What is Holding?
A holding company is a company that acts as the parent of other companies, holding a majority stake in the shares of its subsidiaries. Holding is not a corporate type, but a way of managing business groups that aims to reduce the tax burden, return capital in the form of exempt profits and succession planning.
Legally formalized in Brazil with law number 6.4040 / 76, known as the Brazilian Corporate Law, holdings can be of two types: pure, whose only corporate purpose is to control the shares of other companies; or mixed, which also produce goods or services.
As for the type of company formed, there are those of limited liability companies. In the case of anonymous companies, the shareholder’s responsibility and participation is restricted to the price of their shares.
In limited liability companies, the articles of association state that the shareholders’ obligation is limited to their participation in company shares, although all partners are jointly liable for the share capital.
The succession process can also be established in the contract, regulating how the partners enter and leave, as well as the sale of quotas, protecting the assets of the business group. For this reason, this type of company is the most used in the case of the formation of a Family Holding.
There is also the corporate figure of Holding Patrimonial, a company dedicated to the management of assets and businesses of individuals. The objective is to protect assets and achieve better conditions in terms of capital taxation, especially that of inheritance transfer.
A very common example is property management. An individual whose income comes from rent is taxed at 27.5% by the Income Tax, while a company opting for Presumed Profit to 11.33% by the income from the same equity. The use of the holding company also ensures that the assets cannot be exposed to tax or labor claims, as there is no communication between the assets of the partners and those of the company.
Holding examples
J&F Investimentos is a privately held holding company, which has among its subsidiaries the companies JBS and Vigor (food sector), Flora (personal hygiene and cleaning), Eldorado do Sul (paper and cellulose), Canal Rural (media) and Alpargatas SA (clothing). Among the brands belonging to these companies and controlled by J&F are Havaianas, Osklen and Friboi.
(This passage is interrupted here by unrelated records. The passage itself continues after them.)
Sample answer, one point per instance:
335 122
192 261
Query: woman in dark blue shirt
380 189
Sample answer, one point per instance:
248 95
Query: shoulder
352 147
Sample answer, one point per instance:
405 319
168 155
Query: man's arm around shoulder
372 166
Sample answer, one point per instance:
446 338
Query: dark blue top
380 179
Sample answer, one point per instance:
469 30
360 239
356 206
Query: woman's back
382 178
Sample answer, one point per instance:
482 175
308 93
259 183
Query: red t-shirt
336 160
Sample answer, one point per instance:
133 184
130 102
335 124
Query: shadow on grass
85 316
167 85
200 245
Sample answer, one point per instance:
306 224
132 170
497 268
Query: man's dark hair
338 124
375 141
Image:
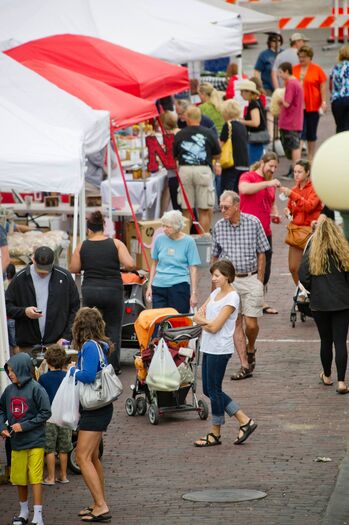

The merger of Itaú and Unibanco in 2008 created one of the 20 largest financial holding companies in the world, Itaú Unibanco Holding SA, whose capital is publicly traded.
Difference between Holding and Joint Venture
The main difference between Holding and Joint Venture is about the independence of the parties. Join Venture is an agreement between companies with a common objective, which is broken when this objective is reached, and the legal personalities of the parties remain intact.
In the case of a Holding, there is the figure of the parent company that holds most of the shares of its subsidiaries, exercising power of administration and financial control of the group companies, that is, these legal persons are not independent.
Holding and Trust
Truste is a business maneuver to guarantee a group of entrepreneurs control of the market. The companies leave their legal personalities and form a new organization with the same entrepreneurs in the majority shareholding, thus controlling the management of the company, which in turn holds a good part of the offer of products and / or services in the market. What constitutes unfair competition with companies outside the agreement, or incoming, and loss to the consumer.
When companies are homogeneous and operate in the same market, it is called the Horizontal Trust. And Vertical Trust is when the same organization controls the entire supply chain for a given business, including the group from the producer to the final product.
Bearing in mind that the trust has been prohibited by law in Brazil since 1994, with the Antitrust Law, the holding company becomes a legal maneuver to effect the same type of control, mainly in the stock market. This type of agreement is controlled by the Administrative Council for Economic Defense (CADE), to guarantee free competition.